# AI That Reads and Understands PDFs with LangGraph, OpenAI, and PyPDF

Easily build an AI that reads and understands your PDF documents using LangGraph, OpenAI, and PyPDF. Perfect for developers, researchers, and teams who need to extract insights and answer questions from documents with minimal effort.

## Overview

- **Input Parameters:** PDF document(s), user question  
- **Output Structure:** Extracted context, summarized insights, and direct answers to questions based on document content  
- **Technologies:** LangGraph, OpenAI API, PyPDF  
- **Use Cases:** Document search and QA, legal and research document analysis, internal knowledge base exploration, and intelligent PDF assistants

## Setup

### Jupyter Notebook

This and other tutorials are perhaps most conveniently run in a [Jupyter notebooks](https://jupyter.org/). Going through guides in an interactive environment is a great way to better understand them. See [here](https://jupyter.org/install) for instructions on how to install.

### Installation

This tutorial requires these langchain dependencies:

In [None]:
%pip install --quiet --upgrade langchain-community langgraph langchain-core "langchain[openai]" typing_extensions langchain-text-splitters pypdf

### LangSmith

Many of the applications you build with LangChain will contain multiple steps with multiple invocations of LLM calls.
As these applications get more complex, it becomes crucial to be able to inspect what exactly is going on inside your chain or agent.
The best way to do this is with [LangSmith](https://smith.langchain.com).

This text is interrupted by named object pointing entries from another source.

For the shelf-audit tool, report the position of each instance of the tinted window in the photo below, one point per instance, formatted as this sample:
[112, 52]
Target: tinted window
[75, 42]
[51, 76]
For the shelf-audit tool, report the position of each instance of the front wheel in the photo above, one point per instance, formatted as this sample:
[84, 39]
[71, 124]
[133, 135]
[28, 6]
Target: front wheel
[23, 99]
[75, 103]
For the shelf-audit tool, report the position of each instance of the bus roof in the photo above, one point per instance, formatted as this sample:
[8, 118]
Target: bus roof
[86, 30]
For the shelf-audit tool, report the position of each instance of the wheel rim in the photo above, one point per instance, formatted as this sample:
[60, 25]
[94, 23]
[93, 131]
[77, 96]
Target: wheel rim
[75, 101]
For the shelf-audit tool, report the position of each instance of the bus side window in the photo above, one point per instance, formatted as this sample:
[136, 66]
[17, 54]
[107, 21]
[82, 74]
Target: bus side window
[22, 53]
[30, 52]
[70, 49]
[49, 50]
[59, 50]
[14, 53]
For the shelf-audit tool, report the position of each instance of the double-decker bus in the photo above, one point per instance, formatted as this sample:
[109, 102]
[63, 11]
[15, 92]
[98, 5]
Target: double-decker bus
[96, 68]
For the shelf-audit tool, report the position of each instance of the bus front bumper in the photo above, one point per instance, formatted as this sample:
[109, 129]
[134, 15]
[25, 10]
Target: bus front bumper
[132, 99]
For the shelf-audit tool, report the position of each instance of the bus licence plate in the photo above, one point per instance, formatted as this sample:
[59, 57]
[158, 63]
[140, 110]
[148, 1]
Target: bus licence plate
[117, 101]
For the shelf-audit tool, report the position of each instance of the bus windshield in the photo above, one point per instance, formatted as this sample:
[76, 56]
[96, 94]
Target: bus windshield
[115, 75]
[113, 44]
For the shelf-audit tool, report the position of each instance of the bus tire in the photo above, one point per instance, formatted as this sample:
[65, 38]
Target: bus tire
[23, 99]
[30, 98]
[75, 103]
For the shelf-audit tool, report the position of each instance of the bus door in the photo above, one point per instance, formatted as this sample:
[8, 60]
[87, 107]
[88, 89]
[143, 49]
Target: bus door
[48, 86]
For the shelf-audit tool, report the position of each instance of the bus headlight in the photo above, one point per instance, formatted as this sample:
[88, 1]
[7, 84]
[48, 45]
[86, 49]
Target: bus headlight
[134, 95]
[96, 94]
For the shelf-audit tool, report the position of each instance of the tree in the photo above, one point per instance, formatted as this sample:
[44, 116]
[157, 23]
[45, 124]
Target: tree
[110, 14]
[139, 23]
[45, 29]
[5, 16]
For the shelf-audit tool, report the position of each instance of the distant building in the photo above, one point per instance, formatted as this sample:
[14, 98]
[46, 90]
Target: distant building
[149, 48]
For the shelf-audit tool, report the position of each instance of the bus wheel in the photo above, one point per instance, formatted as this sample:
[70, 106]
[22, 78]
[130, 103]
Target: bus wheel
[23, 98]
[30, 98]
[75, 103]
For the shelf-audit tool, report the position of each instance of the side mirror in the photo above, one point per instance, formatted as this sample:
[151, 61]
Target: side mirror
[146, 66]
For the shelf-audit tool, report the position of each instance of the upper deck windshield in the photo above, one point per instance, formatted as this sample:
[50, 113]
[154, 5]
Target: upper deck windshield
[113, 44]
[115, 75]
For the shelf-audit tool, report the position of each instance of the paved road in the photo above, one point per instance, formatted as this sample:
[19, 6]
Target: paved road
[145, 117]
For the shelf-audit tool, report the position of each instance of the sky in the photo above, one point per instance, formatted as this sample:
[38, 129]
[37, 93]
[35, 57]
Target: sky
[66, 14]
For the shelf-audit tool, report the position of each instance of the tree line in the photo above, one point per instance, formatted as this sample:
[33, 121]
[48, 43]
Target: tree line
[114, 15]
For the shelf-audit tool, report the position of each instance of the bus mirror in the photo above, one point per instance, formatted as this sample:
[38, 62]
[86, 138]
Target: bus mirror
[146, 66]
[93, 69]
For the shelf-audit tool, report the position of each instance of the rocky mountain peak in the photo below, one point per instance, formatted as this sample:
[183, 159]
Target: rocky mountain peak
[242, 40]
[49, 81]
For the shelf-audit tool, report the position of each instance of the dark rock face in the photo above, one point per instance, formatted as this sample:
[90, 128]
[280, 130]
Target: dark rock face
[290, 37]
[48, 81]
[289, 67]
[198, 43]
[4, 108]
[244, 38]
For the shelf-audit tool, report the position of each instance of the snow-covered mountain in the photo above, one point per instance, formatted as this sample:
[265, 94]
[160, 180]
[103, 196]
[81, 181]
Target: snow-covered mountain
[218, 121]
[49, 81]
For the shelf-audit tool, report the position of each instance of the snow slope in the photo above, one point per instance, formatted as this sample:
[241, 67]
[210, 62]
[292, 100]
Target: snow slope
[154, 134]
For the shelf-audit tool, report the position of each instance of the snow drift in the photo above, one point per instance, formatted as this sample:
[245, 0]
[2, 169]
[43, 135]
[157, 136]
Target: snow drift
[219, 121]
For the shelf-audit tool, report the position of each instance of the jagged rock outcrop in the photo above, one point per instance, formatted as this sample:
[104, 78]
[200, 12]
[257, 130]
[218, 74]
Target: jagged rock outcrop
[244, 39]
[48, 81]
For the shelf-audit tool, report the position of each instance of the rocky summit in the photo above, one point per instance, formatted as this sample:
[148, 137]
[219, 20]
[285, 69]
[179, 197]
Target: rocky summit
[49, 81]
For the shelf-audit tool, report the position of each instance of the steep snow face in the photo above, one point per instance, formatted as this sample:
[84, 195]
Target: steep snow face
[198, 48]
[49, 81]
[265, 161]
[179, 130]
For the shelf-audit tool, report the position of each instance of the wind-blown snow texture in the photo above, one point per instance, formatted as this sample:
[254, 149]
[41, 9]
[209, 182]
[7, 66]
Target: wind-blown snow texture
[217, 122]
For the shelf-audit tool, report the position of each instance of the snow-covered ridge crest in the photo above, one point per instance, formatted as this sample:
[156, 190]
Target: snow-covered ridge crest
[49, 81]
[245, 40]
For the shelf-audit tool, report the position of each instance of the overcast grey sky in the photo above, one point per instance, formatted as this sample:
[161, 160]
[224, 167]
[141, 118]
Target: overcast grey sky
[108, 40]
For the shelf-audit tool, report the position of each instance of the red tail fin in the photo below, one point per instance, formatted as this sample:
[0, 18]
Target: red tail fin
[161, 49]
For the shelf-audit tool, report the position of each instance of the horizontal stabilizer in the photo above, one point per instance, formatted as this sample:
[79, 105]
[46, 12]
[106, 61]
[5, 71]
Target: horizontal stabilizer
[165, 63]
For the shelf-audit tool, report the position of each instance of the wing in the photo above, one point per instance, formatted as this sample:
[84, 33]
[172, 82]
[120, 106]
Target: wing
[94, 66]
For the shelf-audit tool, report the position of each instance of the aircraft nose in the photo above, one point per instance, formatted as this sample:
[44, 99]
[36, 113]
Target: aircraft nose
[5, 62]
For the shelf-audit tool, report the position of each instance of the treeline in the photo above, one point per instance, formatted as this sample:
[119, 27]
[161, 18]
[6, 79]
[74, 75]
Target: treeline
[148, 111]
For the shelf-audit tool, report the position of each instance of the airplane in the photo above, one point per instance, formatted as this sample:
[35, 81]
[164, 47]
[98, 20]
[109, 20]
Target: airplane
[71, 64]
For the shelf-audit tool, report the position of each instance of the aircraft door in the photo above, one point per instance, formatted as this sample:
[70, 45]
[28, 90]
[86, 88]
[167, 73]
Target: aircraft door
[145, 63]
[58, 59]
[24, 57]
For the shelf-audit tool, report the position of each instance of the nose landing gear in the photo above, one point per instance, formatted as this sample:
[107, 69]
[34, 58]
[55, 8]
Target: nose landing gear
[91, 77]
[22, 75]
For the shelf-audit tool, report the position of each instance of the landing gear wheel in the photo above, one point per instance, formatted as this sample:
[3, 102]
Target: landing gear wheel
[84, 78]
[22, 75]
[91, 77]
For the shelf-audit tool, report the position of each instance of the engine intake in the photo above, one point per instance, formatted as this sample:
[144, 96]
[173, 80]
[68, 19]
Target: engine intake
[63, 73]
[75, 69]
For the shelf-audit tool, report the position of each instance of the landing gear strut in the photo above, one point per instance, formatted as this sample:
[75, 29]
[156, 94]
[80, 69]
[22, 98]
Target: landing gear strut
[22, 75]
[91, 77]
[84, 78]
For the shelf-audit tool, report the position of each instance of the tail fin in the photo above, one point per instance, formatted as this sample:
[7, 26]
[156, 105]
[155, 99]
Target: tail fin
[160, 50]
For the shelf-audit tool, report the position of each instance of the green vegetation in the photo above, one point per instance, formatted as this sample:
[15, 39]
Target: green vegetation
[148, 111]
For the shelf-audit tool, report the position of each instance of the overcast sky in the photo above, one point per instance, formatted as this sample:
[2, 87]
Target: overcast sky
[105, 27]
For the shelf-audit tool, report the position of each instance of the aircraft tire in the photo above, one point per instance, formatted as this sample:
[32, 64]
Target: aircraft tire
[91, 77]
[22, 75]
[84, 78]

After you sign up at the link above, make sure to set your environment variables to start logging traces:

In [None]:
import getpass
import os

os.environ["LANGSMITH_TRACING"] = "true"
os.environ["LANGSMITH_API_KEY"] = getpass.getpass()

## Step 1: Load, Chunk, Embed, and Index the PDF

In this step, we will:

1. Load a PDF file from a [URL](https://arxiv.org/pdf/2312.10997) 
2. Split it into smaller chunks
3. Generate semantic embeddings using OpenAI's `text-embedding-3-large`
4. Store the embeddings in an in-memory vector store for fast querying

### 🔐 OpenAI API Key Setup

To generate embeddings using OpenAI’s `text-embedding-3-large` model, you’ll need an `OPENAI_API_KEY`.

Follow these steps to get your API key:

1. Go to [https://platform.openai.com/api-keys](https://platform.openai.com/api-keys)
2. Log into your OpenAI account (or sign up if you don’t have one)
3. Click **"Create new secret key"**
4. Copy the generated API key and store it securely

In [None]:
os.environ["OPENAI_API_KEY"] = getpass.getpass()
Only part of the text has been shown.